Python SDK Reference

VoiceGateway exposes one public Python surface: the voicegateway.inference module, a drop-in mirror of livekit.agents.inference. New agent code uses it; existing LiveKit Cloud Inference code switches over with one import-line change. Cost queries, project management, latency stats, and request logs live outside the Python SDK. Use the CLI, the HTTP API, the dashboard, or the MCP tools for those.

Installation

pip install voicegateway
# Or with specific provider extras:
pip install "voicegateway[openai,deepgram,cartesia]"

Import

from voicegateway import inference

The inference submodule is the only documented public entry point. The internal voicegateway.core.gateway.Gateway class still exists for the CLI, HTTP server, and MCP runtime, but it is not part of the supported Python SDK and may change without notice.

`inference.STT`

inference.STT(
    model: NotGivenOr[STTModels | str] = NOT_GIVEN,
    *,
    language: NotGivenOr[str] = NOT_GIVEN,
    base_url: NotGivenOr[str] = NOT_GIVEN,
    encoding: NotGivenOr[STTEncoding] = NOT_GIVEN,
    sample_rate: NotGivenOr[int] = NOT_GIVEN,
    api_key: NotGivenOr[str] = NOT_GIVEN,
    api_secret: NotGivenOr[str] = NOT_GIVEN,
    http_session: aiohttp.ClientSession | None = None,
    extra_kwargs: NotGivenOr[dict | DeepgramOptions | ...] = NOT_GIVEN,
    fallback: NotGivenOr[list[FallbackModelType] | FallbackModelType] = NOT_GIVEN,
    conn_options: NotGivenOr[APIConnectOptions] = NOT_GIVEN,
)

from voicegateway import inference

stt = inference.STT("deepgram/nova-3:en")
# Trailing :en parses as the language (mirrors LK STT).
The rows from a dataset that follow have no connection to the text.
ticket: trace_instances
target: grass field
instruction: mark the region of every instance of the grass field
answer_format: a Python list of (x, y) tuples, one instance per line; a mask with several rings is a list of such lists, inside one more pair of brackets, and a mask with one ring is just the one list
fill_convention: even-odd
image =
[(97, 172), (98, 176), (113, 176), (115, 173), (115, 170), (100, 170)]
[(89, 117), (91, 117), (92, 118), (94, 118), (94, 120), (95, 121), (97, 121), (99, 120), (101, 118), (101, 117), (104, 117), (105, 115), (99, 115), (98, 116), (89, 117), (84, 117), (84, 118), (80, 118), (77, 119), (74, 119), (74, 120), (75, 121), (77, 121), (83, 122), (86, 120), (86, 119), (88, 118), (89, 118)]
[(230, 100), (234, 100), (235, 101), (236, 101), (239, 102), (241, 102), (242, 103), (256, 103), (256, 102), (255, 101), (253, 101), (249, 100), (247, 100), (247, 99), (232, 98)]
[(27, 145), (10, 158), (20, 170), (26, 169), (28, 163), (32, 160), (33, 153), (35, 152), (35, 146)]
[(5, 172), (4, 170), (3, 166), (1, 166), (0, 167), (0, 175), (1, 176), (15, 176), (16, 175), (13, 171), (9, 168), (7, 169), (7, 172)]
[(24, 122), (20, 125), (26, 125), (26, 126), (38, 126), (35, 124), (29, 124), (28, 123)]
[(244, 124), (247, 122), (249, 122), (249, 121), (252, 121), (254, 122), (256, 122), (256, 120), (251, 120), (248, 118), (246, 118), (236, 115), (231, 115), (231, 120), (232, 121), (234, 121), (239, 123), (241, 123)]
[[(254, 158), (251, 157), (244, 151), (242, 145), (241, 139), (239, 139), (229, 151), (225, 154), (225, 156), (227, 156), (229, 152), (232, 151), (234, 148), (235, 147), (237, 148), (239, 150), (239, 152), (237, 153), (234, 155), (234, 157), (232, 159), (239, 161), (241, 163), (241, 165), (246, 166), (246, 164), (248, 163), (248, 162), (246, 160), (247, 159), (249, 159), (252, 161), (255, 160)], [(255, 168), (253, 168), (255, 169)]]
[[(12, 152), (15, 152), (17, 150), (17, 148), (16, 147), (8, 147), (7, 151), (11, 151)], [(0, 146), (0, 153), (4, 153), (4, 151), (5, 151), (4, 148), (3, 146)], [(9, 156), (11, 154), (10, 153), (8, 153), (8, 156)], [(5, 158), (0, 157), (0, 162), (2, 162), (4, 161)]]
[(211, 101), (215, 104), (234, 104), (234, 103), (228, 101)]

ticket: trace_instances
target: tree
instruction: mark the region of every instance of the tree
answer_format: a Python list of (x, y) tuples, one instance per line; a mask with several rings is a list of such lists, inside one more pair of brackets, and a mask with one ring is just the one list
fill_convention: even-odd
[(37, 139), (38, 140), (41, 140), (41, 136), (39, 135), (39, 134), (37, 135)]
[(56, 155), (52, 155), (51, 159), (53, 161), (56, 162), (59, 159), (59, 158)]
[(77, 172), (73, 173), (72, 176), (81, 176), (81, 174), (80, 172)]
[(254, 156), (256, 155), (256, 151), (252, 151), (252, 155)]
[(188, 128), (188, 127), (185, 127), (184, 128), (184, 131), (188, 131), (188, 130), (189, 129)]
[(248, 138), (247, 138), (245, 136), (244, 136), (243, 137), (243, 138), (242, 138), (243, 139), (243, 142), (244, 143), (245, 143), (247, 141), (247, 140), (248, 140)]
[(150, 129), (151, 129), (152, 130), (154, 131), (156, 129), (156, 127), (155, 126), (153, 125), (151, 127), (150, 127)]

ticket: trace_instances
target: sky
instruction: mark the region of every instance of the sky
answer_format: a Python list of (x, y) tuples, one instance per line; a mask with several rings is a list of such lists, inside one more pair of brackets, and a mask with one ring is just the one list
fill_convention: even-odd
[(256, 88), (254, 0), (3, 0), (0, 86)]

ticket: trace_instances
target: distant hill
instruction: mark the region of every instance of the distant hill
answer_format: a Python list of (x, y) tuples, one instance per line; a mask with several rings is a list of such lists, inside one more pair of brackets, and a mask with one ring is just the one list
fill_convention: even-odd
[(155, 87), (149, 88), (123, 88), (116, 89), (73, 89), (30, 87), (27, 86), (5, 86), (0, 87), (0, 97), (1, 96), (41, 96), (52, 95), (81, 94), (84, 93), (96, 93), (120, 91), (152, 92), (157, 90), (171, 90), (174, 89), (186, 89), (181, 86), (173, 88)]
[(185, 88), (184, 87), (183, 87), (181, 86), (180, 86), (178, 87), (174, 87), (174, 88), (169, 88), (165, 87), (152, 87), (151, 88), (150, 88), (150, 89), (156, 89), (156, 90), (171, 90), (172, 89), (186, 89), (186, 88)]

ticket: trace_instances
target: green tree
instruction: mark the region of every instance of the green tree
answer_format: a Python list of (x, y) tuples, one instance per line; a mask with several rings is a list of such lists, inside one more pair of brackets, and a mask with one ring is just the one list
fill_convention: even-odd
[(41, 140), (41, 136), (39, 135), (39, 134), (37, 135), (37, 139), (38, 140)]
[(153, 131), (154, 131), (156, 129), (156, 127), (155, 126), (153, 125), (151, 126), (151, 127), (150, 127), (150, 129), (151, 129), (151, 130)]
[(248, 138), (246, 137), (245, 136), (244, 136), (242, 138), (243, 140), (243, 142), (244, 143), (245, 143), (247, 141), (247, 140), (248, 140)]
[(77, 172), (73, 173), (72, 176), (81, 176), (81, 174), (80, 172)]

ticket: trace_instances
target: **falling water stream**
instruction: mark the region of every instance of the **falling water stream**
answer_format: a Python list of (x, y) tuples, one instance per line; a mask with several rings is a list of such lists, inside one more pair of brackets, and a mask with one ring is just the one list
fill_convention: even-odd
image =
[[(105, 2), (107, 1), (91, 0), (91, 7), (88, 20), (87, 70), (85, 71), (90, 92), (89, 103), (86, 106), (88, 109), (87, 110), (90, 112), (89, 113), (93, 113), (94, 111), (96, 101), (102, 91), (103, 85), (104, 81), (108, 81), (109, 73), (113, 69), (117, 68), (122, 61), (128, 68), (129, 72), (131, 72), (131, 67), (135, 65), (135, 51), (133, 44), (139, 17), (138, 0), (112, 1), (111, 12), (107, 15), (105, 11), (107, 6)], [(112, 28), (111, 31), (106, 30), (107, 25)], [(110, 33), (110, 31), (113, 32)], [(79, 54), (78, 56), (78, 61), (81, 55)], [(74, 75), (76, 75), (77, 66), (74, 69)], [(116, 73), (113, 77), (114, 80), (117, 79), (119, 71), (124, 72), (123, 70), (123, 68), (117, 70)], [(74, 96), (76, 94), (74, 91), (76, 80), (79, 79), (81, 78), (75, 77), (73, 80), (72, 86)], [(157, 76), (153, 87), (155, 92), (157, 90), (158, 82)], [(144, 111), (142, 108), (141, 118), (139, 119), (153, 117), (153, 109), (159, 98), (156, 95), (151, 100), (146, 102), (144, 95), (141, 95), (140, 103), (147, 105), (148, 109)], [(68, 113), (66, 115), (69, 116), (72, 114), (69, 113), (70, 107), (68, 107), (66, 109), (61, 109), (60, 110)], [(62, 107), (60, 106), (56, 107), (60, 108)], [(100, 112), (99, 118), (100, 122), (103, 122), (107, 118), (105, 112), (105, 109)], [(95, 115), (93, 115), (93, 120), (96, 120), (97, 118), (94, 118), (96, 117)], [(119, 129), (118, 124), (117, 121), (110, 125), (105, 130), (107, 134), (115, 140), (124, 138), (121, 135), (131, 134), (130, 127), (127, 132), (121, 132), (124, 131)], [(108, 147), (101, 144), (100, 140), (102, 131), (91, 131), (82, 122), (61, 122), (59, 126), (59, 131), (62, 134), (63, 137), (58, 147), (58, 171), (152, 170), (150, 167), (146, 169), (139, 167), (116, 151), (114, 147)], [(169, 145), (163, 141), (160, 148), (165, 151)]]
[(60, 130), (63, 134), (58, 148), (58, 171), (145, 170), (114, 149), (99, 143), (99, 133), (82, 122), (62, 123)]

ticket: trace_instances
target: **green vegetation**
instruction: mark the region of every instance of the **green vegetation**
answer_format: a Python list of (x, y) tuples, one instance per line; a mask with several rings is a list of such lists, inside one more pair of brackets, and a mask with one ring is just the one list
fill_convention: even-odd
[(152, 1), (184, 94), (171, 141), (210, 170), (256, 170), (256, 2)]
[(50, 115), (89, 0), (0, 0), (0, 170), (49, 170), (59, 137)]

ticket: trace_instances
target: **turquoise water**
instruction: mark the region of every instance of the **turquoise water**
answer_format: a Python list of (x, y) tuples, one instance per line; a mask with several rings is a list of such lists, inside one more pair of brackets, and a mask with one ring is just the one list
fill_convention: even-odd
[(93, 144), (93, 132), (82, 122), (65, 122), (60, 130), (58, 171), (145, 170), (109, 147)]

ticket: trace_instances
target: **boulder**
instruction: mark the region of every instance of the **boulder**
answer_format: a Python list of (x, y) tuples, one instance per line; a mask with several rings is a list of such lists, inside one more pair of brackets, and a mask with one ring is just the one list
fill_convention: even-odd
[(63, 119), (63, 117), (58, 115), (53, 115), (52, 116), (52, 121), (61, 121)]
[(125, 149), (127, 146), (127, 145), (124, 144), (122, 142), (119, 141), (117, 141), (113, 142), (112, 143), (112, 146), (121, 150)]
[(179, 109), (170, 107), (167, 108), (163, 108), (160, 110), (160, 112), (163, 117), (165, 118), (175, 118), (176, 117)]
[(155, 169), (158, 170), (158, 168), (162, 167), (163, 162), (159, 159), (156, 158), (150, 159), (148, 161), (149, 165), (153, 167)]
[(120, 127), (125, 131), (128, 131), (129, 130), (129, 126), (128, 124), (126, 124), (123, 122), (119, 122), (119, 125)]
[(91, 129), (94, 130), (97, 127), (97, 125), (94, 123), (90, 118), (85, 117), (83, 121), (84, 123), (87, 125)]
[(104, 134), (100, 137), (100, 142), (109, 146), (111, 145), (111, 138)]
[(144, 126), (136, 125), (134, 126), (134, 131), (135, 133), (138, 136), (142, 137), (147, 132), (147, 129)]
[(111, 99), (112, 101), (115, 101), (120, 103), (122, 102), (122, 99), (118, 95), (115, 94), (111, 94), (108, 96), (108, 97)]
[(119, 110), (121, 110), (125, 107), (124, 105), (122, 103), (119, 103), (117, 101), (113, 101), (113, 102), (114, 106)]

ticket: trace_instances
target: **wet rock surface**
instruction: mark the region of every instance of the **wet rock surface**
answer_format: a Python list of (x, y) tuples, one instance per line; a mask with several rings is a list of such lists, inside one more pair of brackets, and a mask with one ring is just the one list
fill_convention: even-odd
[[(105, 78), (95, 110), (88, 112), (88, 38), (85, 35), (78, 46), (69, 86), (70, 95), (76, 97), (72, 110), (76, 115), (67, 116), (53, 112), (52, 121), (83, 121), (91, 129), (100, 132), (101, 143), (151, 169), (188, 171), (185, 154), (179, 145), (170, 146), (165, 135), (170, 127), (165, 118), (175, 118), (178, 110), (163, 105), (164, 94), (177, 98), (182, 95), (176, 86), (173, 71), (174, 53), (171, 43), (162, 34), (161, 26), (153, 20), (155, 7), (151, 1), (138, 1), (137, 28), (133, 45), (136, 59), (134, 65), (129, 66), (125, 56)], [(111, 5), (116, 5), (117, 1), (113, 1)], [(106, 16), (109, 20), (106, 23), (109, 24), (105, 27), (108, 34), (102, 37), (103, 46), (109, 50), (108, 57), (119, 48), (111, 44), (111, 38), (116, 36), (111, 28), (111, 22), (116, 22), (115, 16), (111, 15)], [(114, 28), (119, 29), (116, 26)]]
The model string parses as provider/model[:language]. Provider names are validated against the eleven supported types (openai, deepgram, cartesia, anthropic, groq, elevenlabs, assemblyai, ollama, whisper, kokoro, piper). The api_key kwarg, when given, overrides the project’s resolved key for this one instance (useful for testing). api_secret, fallback, and conn_options are accepted for drop-in compatibility but emit a UserWarning.

`inference.LLM`

inference.LLM(
    model: LLMModels | str,
    *,
    provider: str | None = None,
    base_url: str | None = None,
    api_key: str | None = None,
    api_secret: str | None = None,
    inference_class: InferenceClass | None = None,
    extra_kwargs: ChatCompletionOptions | dict | None = None,
)

llm = inference.LLM("openai/gpt-4o-mini")

# Ollama tags are preserved: LLM does NOT strip the trailing colon
# segment (only STT and TTS do).
llm = inference.LLM("ollama/qwen2.5:3b")

# Explicit provider= overrides any leading "<provider>/" segment in
# the model string. Useful when the model name itself has no slash.
llm = inference.LLM("gpt-4o-mini", provider="openai")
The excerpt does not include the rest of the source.